Monterey — It’s hard to say exactly what qualifies as terrorism any more. Obviously, showing up in a public place with explosives and/or military grade firearms and using them is an act of unimaginable destruction. The untimely end of innocent people’s lives is tragic beyond comprehension. What does it solve, resolve, do? What’s the point?
In the case of the Orlando massacre, it’s not even clear if Omar Mateen’s alleged motives were political, religious, or psychosexual. Perhaps this is the point. It doesn’t matter. What matters is the exploding of these lives because of one individual’s misery and psychological distortion of reality dovetailing with his relative ease of obtaining tactical weaponry. The assailant laid waste to a public dance club in a psychotic rage for reasons that were not reasons at all. Terrorism implies some political agenda, albeit horrible misguided and disproportional. Was Omar Matteen a terrorist? Maybe. Was he a man with extreme mental health issues who was able to lay his hands on killing machines? Without doubt.
Watching what’s happening in the not-so-United Kingdom isn’t a blood bath. Comparing the two events is hyperbolic and does not properly appreciate the loss of life and limb at Orlando, ground zero. Still, the dissolution of the UK’s relationship with the EU is potentially very destructive to the quality of many lives. Blowing up something, even to the detriment of those detonating the blast, is an emotional act, not a rational one.
Well-versed leaders from across the planet agree that this move will be bad for the other nations in the European Union, sure, but also for Great Britain itself. The United States is not on board with it, and much of the Asian markets are dismayed and worse. But there it is. Ka-Boom. As the dust settles, it has turned out that many who voted for it are besieged with regret having not understood the ramifications of this decision.
When folks are unhappy, fed up, feeling disenfranchised they behave in a rash manner. “Screw it and Them!” becomes a battle cry, emblazoned on their standard. Loops of feeling thwarted, without remission gets a body to a place of hopelessness which paves the road to desperate, often self-destructive acts that appear to the cognitively rational human as counter productive.
That’s the crux of it. The battle between those who are acting on feelings versus those who are trying to allow their cognitive function to make the choices. It’s as if those in the second camp are playing chess while the first camp is having a food fight.
Having grown up in a large family, I must admit that such disputes are diverting. However, the mess left behind is anything but. Cleaning up is a drag. Yeah, we had to do that. The Parents insisted. And then there were the punishments. But I digress.
Or do I? The punishment for this move from our British siblings is likely to be shared by us all. In filial terms, it would be like my brothers had the food fight, but I had to help with clean up and get punished with them even if I didn’t participate.

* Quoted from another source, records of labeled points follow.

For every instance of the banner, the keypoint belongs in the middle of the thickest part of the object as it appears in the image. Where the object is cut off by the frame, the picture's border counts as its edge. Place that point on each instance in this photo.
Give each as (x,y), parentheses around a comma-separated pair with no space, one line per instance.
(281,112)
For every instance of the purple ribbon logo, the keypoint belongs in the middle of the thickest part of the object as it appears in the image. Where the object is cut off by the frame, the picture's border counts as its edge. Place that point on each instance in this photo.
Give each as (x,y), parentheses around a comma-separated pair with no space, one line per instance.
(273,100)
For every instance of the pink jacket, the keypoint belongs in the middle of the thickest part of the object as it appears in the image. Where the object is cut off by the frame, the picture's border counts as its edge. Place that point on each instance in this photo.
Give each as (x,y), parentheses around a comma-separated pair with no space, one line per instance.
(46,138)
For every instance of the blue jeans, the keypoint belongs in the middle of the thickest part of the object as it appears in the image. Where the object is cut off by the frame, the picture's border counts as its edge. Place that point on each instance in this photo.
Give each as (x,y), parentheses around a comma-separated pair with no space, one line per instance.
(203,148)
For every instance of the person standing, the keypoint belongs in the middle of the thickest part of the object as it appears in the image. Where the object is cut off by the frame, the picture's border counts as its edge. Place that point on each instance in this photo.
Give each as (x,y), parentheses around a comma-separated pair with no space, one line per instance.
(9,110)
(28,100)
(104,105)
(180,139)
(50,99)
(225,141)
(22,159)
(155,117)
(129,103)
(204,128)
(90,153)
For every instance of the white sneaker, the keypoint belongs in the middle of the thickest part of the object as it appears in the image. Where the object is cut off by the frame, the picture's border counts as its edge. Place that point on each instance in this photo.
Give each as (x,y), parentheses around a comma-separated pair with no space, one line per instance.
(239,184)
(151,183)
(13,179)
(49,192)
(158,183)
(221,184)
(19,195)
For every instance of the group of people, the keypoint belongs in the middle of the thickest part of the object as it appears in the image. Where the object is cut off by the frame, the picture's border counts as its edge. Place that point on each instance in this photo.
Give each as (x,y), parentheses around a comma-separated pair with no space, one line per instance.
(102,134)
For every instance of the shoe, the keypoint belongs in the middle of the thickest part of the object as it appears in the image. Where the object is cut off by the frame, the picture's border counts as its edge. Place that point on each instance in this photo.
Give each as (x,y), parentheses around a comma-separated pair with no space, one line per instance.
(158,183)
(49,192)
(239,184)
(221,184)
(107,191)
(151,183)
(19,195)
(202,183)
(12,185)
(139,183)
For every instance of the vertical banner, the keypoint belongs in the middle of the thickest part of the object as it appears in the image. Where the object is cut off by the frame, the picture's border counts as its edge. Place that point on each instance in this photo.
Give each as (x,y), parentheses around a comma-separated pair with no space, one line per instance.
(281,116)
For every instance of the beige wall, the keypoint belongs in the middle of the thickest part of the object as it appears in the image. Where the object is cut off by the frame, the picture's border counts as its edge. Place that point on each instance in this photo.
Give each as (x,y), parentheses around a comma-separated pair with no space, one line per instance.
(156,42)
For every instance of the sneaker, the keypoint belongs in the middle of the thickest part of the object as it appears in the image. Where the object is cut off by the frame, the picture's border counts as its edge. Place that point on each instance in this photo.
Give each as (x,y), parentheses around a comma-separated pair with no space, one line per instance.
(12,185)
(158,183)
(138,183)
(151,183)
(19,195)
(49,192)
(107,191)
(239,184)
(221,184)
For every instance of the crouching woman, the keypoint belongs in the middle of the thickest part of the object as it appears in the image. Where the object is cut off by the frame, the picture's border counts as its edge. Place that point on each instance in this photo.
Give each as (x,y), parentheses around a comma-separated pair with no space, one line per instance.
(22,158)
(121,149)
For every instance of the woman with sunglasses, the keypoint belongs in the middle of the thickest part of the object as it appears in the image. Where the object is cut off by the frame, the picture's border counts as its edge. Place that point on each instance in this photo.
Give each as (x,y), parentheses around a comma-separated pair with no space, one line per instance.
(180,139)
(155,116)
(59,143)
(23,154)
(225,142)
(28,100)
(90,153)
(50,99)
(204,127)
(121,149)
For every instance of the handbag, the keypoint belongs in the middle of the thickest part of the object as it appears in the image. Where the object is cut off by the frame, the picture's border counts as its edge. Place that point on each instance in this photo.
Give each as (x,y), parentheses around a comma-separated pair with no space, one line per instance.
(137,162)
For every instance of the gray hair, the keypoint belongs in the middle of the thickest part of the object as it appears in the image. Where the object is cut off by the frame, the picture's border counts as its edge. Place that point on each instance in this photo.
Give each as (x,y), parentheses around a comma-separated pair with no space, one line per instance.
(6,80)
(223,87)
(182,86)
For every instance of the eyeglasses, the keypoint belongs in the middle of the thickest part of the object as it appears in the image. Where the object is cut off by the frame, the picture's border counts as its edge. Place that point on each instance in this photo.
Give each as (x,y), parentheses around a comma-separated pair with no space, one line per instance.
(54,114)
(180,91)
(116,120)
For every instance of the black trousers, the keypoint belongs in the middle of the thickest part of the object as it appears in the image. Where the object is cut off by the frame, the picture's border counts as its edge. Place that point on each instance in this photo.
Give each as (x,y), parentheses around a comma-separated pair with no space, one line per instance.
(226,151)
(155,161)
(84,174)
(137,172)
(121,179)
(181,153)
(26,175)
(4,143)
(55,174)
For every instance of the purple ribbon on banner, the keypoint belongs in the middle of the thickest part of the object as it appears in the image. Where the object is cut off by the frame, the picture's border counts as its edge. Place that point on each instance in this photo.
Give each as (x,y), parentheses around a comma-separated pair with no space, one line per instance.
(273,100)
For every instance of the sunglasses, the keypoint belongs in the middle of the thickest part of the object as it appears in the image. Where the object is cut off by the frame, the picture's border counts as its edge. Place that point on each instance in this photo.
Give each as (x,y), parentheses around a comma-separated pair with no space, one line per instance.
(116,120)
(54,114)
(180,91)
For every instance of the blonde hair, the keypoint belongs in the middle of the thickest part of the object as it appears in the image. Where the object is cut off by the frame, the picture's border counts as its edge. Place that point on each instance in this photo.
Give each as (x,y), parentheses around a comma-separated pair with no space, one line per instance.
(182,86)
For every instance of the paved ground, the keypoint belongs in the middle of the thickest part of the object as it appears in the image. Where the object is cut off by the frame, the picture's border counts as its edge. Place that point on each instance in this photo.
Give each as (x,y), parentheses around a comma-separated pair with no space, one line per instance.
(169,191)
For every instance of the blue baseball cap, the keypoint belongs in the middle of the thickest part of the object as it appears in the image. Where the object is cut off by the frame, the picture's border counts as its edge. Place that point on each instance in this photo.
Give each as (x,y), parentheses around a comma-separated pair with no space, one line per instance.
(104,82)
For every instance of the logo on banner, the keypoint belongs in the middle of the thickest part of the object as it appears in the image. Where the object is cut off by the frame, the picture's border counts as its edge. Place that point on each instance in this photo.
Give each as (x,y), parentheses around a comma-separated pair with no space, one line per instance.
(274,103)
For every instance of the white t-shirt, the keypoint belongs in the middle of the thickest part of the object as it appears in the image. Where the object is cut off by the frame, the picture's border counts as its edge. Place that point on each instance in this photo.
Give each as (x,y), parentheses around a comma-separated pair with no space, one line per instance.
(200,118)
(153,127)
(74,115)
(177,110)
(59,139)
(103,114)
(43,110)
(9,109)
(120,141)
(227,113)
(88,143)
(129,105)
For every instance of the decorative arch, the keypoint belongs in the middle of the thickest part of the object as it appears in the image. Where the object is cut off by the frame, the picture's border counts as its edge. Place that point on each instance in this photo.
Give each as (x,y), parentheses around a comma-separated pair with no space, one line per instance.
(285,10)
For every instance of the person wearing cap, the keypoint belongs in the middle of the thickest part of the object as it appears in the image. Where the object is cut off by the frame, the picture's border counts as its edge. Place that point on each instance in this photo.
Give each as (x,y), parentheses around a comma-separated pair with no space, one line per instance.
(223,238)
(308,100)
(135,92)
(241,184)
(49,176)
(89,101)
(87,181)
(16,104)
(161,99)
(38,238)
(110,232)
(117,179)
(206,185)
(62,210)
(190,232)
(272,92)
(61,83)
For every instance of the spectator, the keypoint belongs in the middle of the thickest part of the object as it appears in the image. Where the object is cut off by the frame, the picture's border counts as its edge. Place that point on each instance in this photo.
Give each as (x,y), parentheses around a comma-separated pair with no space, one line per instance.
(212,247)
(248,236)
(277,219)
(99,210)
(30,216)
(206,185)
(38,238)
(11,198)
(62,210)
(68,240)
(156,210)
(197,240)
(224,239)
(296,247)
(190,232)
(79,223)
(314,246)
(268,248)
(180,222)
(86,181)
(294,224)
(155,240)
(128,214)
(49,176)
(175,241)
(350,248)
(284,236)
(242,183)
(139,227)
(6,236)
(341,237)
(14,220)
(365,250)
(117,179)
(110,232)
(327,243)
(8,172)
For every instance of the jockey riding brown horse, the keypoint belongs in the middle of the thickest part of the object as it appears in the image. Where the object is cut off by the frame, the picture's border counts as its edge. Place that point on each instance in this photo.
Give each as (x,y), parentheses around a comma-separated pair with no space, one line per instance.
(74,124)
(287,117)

The reasons for the decision in the British Isles is what troubles me most since it could happen here in the United States. Scratch that. It is happening here. The abandonment of the rational captain of our thinking and handing over the helm to the emotional second mate is a way of crashing the ship. Emotions are a valued informing agent, they should serve, not rule, until or unless there is an emergency and we have only instinct to guide us. Even then, panic tends to cause mayhem. Acting as if there’s an urgency when there isn’t one often creates emergency.

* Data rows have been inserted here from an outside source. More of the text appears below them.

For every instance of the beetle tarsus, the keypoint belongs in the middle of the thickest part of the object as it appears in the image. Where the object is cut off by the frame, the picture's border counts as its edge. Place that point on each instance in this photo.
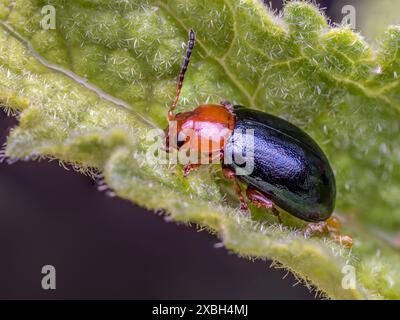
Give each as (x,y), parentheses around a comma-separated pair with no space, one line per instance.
(188,168)
(230,175)
(329,227)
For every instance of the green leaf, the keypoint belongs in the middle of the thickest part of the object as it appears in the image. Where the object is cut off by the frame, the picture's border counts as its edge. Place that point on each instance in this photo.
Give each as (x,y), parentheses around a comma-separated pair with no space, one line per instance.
(88,91)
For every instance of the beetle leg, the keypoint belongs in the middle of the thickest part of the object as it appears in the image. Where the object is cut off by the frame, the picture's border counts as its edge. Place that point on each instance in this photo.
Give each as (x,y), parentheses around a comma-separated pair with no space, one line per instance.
(187,168)
(260,200)
(227,105)
(230,174)
(329,227)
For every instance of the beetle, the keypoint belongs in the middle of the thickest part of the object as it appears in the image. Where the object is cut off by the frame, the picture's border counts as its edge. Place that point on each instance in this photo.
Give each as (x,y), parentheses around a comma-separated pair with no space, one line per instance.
(290,170)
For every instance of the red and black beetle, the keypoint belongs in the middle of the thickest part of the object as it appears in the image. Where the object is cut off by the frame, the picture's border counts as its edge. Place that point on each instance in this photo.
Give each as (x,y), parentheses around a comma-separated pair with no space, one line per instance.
(290,169)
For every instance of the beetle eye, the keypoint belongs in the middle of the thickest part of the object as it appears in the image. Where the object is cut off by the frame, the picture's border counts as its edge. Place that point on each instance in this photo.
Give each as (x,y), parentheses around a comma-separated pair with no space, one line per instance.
(181,139)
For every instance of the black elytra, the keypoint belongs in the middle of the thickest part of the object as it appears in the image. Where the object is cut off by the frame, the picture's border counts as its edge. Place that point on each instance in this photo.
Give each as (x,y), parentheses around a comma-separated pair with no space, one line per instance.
(289,166)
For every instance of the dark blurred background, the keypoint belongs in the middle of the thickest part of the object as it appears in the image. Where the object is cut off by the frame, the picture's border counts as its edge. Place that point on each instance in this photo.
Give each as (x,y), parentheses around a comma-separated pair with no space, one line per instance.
(106,247)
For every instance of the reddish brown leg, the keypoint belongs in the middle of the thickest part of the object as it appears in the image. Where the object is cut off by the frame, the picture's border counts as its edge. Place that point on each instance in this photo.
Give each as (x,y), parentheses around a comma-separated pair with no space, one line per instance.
(230,174)
(260,200)
(187,168)
(329,227)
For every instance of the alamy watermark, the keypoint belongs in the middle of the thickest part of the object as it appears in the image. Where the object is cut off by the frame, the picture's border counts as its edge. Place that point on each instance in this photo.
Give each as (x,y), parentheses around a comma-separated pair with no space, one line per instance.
(49,279)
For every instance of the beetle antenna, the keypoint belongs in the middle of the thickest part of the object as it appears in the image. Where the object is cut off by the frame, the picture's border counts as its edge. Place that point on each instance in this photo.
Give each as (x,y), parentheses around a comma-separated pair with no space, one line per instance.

Being frustrated and fed up, ongoingly, underwrites a feeling of desperation that leads to doing something that brings on any change. This is tantamount to flooding the recreation room with toxic gas to get rid of a nest of rats. This may or may not accomplish extermination, if indeed such an infestation exists in the first place. It might, likewise, poison all the other living creatures using that space as well. This is a kind of terrorism too, on a national, continental, global level.

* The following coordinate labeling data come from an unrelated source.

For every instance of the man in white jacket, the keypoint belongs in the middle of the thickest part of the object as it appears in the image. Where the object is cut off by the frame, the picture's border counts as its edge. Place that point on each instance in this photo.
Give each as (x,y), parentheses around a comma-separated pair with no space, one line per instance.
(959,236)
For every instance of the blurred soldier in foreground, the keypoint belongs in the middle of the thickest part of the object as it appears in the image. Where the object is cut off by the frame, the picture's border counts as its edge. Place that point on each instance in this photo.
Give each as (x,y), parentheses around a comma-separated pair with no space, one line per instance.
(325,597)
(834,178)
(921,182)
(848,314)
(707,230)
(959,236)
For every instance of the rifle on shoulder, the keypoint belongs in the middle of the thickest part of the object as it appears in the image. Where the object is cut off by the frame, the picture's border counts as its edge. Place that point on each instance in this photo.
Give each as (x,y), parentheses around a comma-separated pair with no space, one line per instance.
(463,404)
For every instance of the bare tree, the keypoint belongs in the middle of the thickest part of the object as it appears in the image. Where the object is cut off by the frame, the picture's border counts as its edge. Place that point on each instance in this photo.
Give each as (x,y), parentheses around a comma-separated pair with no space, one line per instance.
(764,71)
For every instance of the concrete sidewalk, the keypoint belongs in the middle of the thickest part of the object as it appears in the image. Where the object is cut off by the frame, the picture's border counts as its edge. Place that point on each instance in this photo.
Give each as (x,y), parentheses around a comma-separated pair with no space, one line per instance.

The existence of this “fed up” sensation reminds me of a line from that great film Network. The log line oft repeated was: “I’m mad as hell, and I’m not going to take it anymore.” That’s the kind of feeling I’m referring to. Those of us who are trying to listen to the rational captain should not dismiss or denigrate the potency of this emotion. It’s out there across the pond and on our beachhead as well. We need to pay attention, not obey but hear, those who are angry, upset, being stuck with limited options, who have repeatedly and ongoingly been taken for granted, taken advantage of, and just plain taken. If we don’t listen and appreciate their situation they just may blow us all up, even though it blows them up, too. Because that’s what terrorists do.
This doesn’t make sense. And that’s the whole point.